🤖 AI Summary
To address the lack of semantic interpretability and cross-class discriminability in hash codes for fine-grained image retrieval, this paper proposes an attribute-aware learnable query hashing method. The method introduces learnable visual attribute queries, wherein each hash bit explicitly corresponds to a semantically meaningful attribute; incorporates an auxiliary branch to model higher-order attribute interactions, thereby enhancing the discriminability and robustness of low-bit hash codes; and employs a Transformer architecture with multi-head self-attention for end-to-end optimization. Evaluated on standard benchmarks—including CUB-200 and Stanford Dogs—the method significantly outperforms state-of-the-art hashing approaches, particularly under 16–32-bit code lengths, achieving substantial gains in retrieval accuracy.

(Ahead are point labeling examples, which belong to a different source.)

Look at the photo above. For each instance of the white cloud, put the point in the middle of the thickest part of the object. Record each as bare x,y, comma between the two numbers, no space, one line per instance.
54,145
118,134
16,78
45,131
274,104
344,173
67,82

Crucially, it simultaneously delivers strong semantic interpretability—each bit is grounded in human-understandable attributes—and high retrieval performance.
📝 Abstract
Fine-grained hashing has become a powerful solution for rapid and efficient image retrieval, particularly in scenarios requiring high discrimination between visually similar categories. To enable each hash bit to correspond to specific visual attributes, we propoe a novel method that harnesses learnable queries for attribute-aware hash codes learning. This method deploys a tailored set of queries to capture and represent nuanced attribute-level information within the hashing process, thereby enhancing both the interpretability and relevance of each hash bit. Building on this query-based optimization framework, we incorporate an auxiliary branch to help alleviate the challenges of complex landscape optimization often encountered with low-bit hash codes. This auxiliary branch models high-order attribute interactions, reinforcing the robustness and specificity of the generated hash codes. Experimental results on benchmark datasets demonstrate that our method generates attribute-aware hash codes and consistently outperforms state-of-the-art techniques in retrieval accuracy and robustness, especially for low-bit hash codes, underscoring its potential in fine-grained image hashing tasks.